Fluctuating tuition from UNC-CH’s peer institutions might soon have a bigger impact on the University.
The UNC-system Board of Governors will review peer institutions for schools in the UNC system in the spring, and administrators say this reevaluation might give more leeway in increasing tuition.
Recommendations for updating tuition policy
*Allowing campuses to increase tuition by a maximum of 10 percent in years when the state appropriations are less than 6 percent. The current cap is 6.5 percent.
*Reconsider using the bottom quarter of tuition rates of peer public institutions as benchmarks.
*Giving campuses increased discretion in setting non-resident tuition rates.
*Having different tuition models for different campuses.
*Having similar tuition rates for similar institutions with same teaching missions.
*Clearly defining the role of students in the tuition decision-making process.
*Charging students by credit hours on select, pilot campuses.
The board is in the process of reviewing the Four Year Tuition Plan, which was set in place in 2006 by UNC-system President Erskine Bowles. The plan, which expires this year, sets guidelines for tuition increases in the university system.
A recommendation made by a tuition task force prompts the board to discuss whether the UNC-system’s peer public institutions should continue to be used as benchmarks in setting tuition.
Board members said they don’t expect to stop using peer institutions as examples for setting tuition, but changes to the actual list of institutions is likely.
UNC-system schools currently have to keep their tuition within the bottom quartile of their peers.

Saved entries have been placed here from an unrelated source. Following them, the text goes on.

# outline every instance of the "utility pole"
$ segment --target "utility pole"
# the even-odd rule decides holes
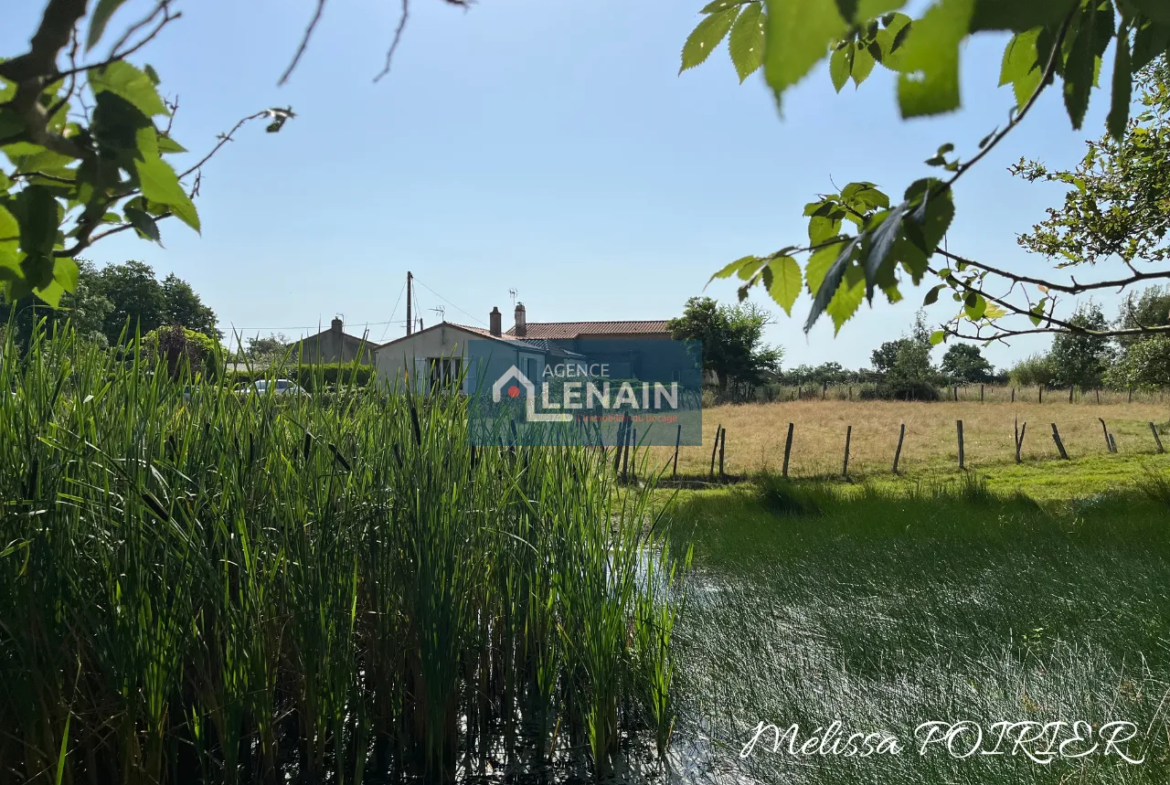
[[[410,270],[407,270],[406,271],[406,334],[407,335],[410,335],[411,330],[414,329],[414,320],[411,318],[411,314],[410,314],[410,300],[414,296],[413,293],[410,291],[411,279],[413,277],[414,276],[412,276],[410,274]]]

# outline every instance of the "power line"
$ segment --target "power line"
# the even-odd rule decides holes
[[[351,322],[351,324],[360,324],[363,327],[381,327],[384,324],[406,324],[406,320],[398,319],[397,321],[391,320],[386,322]],[[236,327],[231,322],[216,322],[215,326],[233,330],[235,332],[250,332],[252,330],[316,330],[323,325],[318,322],[317,324],[276,325],[269,327]]]
[[[420,281],[420,280],[418,279],[418,276],[417,276],[417,275],[414,277],[414,281],[415,281],[415,283],[417,283],[417,284],[421,284],[421,285],[423,286],[423,288],[425,288],[425,289],[426,289],[428,292],[430,292],[431,294],[433,294],[435,297],[438,297],[440,300],[442,300],[443,302],[447,303],[447,305],[450,305],[452,308],[454,308],[456,311],[459,311],[459,313],[463,314],[464,316],[467,316],[467,317],[469,317],[469,318],[471,318],[471,319],[474,319],[475,321],[479,322],[480,324],[483,324],[483,325],[486,325],[486,324],[487,324],[487,322],[485,322],[483,319],[480,319],[478,316],[473,316],[472,314],[470,314],[470,313],[468,313],[467,311],[465,311],[465,310],[463,310],[462,308],[460,308],[460,307],[459,307],[458,305],[456,305],[455,303],[453,303],[453,302],[451,302],[450,300],[448,300],[448,299],[447,299],[446,297],[444,297],[443,295],[441,295],[441,294],[439,294],[438,292],[436,292],[436,291],[435,291],[434,289],[432,289],[431,287],[427,286],[425,283],[423,283],[422,281]]]
[[[404,291],[406,291],[406,281],[402,282],[402,288],[398,290],[398,299],[394,301],[394,310],[390,311],[391,319],[394,318],[394,314],[398,313],[398,303],[402,302],[402,293]],[[393,324],[393,322],[388,322],[386,324],[386,329],[382,331],[382,337],[378,339],[378,343],[381,343],[386,338],[386,333],[390,332],[391,324]]]

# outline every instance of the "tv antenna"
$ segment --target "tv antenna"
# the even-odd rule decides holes
[[[508,296],[512,298],[512,307],[515,308],[516,307],[516,290],[509,289]]]
[[[447,316],[447,309],[441,305],[437,305],[434,308],[432,308],[431,310],[439,315],[440,322],[443,321]]]

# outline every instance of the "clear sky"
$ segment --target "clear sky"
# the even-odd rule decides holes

“The tuition plan point of having schools being in the lower percentile of the peer institutions is consistent with our goal of keeping tuition as low as possible,” said Charles Mercer, a member of the Board of Governors.
“It is a measuring stick to let you know that you are keeping it low.”
Jeff Davies, UNC-system chief of staff, said the system should stay in the lower quarter.
“We believe it is an appropriate benchmark,” Davis said.
“We are not only in the lowest quarter but second or lowest in tuition.”
Alan Mabe, the UNC-system senior vice president for academic affairs, said tuition increases at peer institutions can impact tuition increases at UNC-system schools.
Universities would be able to increase tuition in relation to peer institutions and still stay within the bottom quartile, he said.
“If you have different peers with different tuition that would be a different measure,” Mabe said.
“The peers are increasing so that average in the lower quartile is going up, so that is a changing target that the campuses are comparing it to.”
For example, UNC-CH uses about 16 peer institutions as benchmarks to judge various things about a university, including faculty salaries, Mabe said.
Some of the University’s current peer institutions are Duke University, Emory University, University of California at Berkeley and University of Michigan at Ann Arbor.
As tuition at those universities rises, UNC-CH could have more headroom to increase tuition while staying within the bottom quartile.
The peer institutions were last reviewed when the Four Year Tuition Plan was put in place, Mabe said.
“It seems a good time to do this when a new president is on board,” Mabe said in an e-mail.
President-elect Tom Ross is slated to take over for Bowles Jan. 1.
Mabe said many factors are taken into consideration when choosing peer institutions as they set goals for individual universities and measure success.
These factors include comparable university sizes, admission policies and degree programs.